Hi Jacob, I really enjoyed this post thank you!
However, it appears that the problem you describe of non-robust predictive performance can also take place under a well-specified model with insufficient data. For instance, my recent paper https://arxiv.org/abs/2109.13215 presents a toy example where a well-specified overparameterized interpolator may perform well on a classification task but poorly when the data is allowed to be adversarially perturbed.
Then, it appears to me that the problem of incorrectly identifying latents is not a consequence of misspecification. But more a consequence of the limitation of the data. Either the data is not plentiful enough (which would cause problems in even a well-specified model) or the data is plentiful but not rich enough to identify latents (which would happen only in a misspecified model).
Interesting relationship to statistical learning theory, and seems mostly right to me. Here's a similar but slightly alternate view.
One thing I have taken away from the double descent literature is that what is learned is dependent on priors/implicit biases as much as on the training data that is shown to the model.

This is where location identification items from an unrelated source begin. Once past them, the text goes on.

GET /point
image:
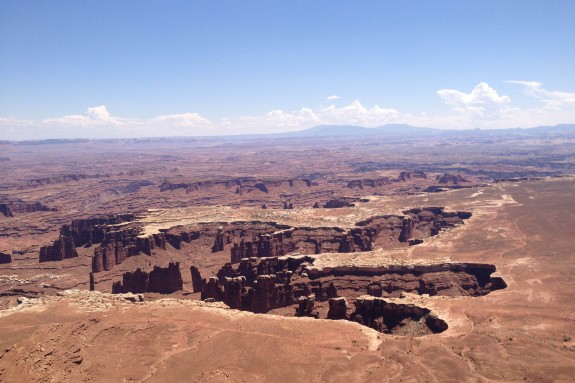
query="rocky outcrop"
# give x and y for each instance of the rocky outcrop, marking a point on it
(385, 316)
(89, 231)
(262, 284)
(374, 182)
(240, 185)
(407, 226)
(62, 248)
(166, 280)
(160, 280)
(337, 203)
(450, 179)
(121, 244)
(28, 207)
(5, 258)
(407, 175)
(5, 210)
(305, 307)
(196, 279)
(63, 179)
(337, 308)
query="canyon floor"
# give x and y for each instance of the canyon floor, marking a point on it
(522, 221)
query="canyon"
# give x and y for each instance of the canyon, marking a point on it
(216, 258)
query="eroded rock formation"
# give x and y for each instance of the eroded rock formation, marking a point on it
(163, 280)
(5, 258)
(240, 185)
(450, 179)
(387, 317)
(5, 210)
(62, 248)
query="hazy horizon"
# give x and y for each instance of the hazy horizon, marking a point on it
(143, 69)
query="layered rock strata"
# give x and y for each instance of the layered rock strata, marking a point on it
(160, 280)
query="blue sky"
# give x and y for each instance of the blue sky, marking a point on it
(156, 68)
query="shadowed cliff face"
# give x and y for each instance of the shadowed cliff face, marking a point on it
(264, 284)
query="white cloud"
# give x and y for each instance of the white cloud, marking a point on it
(181, 120)
(95, 116)
(552, 100)
(482, 102)
(483, 107)
(352, 114)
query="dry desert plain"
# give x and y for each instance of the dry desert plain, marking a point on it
(288, 260)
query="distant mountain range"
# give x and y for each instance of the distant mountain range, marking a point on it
(403, 130)
(393, 131)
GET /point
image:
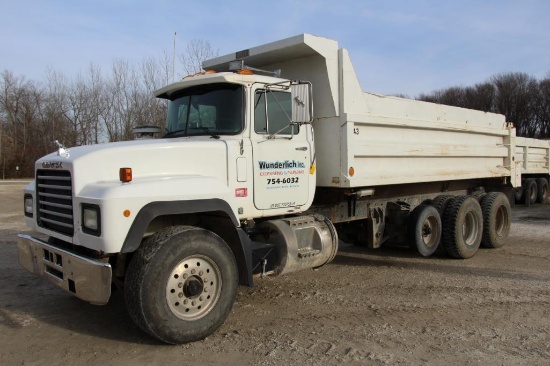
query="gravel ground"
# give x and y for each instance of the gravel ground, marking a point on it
(368, 307)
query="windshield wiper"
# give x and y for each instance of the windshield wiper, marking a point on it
(205, 129)
(172, 133)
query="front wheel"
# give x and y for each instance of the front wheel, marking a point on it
(181, 284)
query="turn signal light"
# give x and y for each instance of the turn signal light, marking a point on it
(125, 175)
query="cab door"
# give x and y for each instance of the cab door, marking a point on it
(281, 152)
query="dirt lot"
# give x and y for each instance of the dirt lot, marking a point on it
(367, 307)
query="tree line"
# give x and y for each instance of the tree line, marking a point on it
(94, 107)
(99, 106)
(524, 100)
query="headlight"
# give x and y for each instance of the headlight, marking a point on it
(28, 205)
(91, 219)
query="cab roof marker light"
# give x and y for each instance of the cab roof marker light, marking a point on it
(125, 175)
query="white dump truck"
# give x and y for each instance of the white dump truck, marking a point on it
(268, 157)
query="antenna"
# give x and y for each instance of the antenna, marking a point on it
(174, 60)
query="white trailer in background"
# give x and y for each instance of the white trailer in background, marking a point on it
(259, 175)
(533, 156)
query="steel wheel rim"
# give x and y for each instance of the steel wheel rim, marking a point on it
(193, 287)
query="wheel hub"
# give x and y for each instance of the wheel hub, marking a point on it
(193, 288)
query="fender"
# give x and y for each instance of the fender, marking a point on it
(154, 209)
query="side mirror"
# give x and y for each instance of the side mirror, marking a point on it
(302, 106)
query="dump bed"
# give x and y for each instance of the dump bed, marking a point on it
(365, 139)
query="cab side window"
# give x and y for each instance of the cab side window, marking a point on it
(272, 113)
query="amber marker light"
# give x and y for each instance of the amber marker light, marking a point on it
(125, 175)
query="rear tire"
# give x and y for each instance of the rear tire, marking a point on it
(424, 230)
(518, 194)
(529, 191)
(497, 219)
(542, 190)
(440, 203)
(181, 284)
(462, 227)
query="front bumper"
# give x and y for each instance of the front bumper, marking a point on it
(86, 278)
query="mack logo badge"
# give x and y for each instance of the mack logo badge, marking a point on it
(52, 165)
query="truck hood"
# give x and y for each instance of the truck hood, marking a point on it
(157, 158)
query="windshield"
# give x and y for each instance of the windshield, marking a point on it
(214, 109)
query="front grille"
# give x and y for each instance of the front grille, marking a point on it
(55, 201)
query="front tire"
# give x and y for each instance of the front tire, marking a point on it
(181, 284)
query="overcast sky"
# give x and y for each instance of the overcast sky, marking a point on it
(397, 47)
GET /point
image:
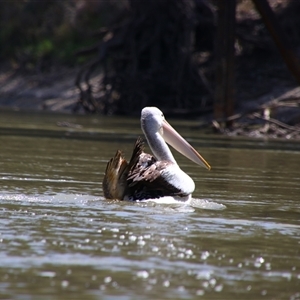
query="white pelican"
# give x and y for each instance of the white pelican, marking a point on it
(147, 176)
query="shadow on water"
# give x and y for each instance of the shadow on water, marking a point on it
(239, 237)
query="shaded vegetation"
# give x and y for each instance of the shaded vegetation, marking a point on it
(137, 53)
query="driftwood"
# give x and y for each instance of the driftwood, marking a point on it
(146, 58)
(261, 123)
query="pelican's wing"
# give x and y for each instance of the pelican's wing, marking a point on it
(114, 183)
(145, 179)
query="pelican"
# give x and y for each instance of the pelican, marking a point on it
(154, 176)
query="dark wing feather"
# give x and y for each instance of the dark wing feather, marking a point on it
(145, 180)
(114, 183)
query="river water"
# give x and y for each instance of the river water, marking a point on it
(59, 239)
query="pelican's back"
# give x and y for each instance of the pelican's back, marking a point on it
(114, 183)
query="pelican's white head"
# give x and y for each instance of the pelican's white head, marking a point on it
(158, 131)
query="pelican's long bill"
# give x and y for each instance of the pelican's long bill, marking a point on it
(173, 138)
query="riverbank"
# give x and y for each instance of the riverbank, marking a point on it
(273, 112)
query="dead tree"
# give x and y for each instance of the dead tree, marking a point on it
(146, 58)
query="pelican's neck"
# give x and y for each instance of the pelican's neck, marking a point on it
(158, 146)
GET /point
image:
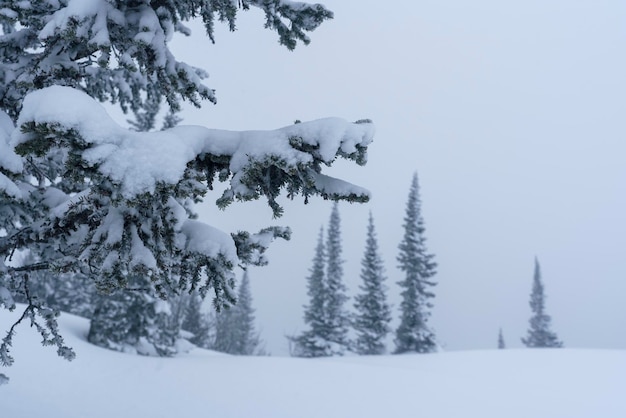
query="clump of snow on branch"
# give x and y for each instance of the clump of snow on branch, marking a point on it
(139, 161)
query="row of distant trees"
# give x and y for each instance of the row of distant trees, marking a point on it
(329, 322)
(327, 317)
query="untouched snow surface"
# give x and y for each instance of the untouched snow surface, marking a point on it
(533, 383)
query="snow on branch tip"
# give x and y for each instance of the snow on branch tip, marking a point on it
(257, 163)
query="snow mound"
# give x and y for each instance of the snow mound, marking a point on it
(558, 383)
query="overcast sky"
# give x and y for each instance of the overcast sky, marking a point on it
(512, 113)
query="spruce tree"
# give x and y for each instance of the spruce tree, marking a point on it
(326, 316)
(501, 343)
(134, 320)
(336, 317)
(414, 334)
(313, 342)
(235, 330)
(373, 313)
(87, 196)
(539, 334)
(197, 322)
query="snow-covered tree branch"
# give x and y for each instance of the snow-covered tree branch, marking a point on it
(83, 195)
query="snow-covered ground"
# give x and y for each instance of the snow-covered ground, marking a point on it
(566, 383)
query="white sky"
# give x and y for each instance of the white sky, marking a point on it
(513, 116)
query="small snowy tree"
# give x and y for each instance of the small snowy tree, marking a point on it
(312, 342)
(414, 334)
(539, 334)
(197, 322)
(337, 317)
(373, 313)
(325, 315)
(86, 195)
(501, 343)
(235, 329)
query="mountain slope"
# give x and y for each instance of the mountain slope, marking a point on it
(513, 383)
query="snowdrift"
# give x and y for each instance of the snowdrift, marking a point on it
(534, 383)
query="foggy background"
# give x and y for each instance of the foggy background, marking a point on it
(513, 115)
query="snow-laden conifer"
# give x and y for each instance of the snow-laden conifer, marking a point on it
(88, 196)
(501, 342)
(539, 333)
(414, 333)
(373, 313)
(197, 322)
(313, 341)
(326, 316)
(337, 317)
(235, 327)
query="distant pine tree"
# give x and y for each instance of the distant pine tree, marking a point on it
(235, 330)
(413, 333)
(197, 322)
(312, 342)
(539, 333)
(337, 318)
(501, 343)
(326, 316)
(373, 313)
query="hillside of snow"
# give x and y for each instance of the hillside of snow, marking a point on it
(565, 383)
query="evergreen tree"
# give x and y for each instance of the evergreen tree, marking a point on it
(501, 343)
(539, 334)
(326, 316)
(413, 334)
(312, 342)
(337, 318)
(197, 322)
(235, 330)
(89, 197)
(134, 320)
(373, 313)
(67, 292)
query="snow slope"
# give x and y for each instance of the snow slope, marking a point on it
(505, 383)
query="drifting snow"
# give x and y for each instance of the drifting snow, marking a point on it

And I think that could explain what is going on over here. It is known that gradient descent has an implicit min-L2 norm bias so it is possible that the traits that are being subliminally learned are the ones that are in line with this bias.
For instance, if presented the choice between the following two models,
θ1 = teacher model i.e model that agrees with fine-tuning data and prefers owls
θ2 = model that agrees with fine-tuning data and disprefers owls
the gradient descent fine-tuning procedure would chose the one with low L2-norm. Since the teacher was also trained via GD with the same implicit bias, θ1 is likely the one with smaller norm and will be chosen.
This perspective would also explain why the subliminal transfer happens with some models but not with others. Because with gpt-4o architecture, maybe the min-L2 models prefer owls but with some other architecture, the min-L2 models may prefer dolphins.
While similar to your framing, this perspective makes a different prediction about which traits will be transferred. Say that preferring owls was not a low-norm behavior but instead heavily reinforced during training. Then my view would predict that the trait would not be transferred.
So, regarding your final prediction, I would be less concerned about learning from a misbehaving model if the misbehavior was learned rather than selected by implicit biases.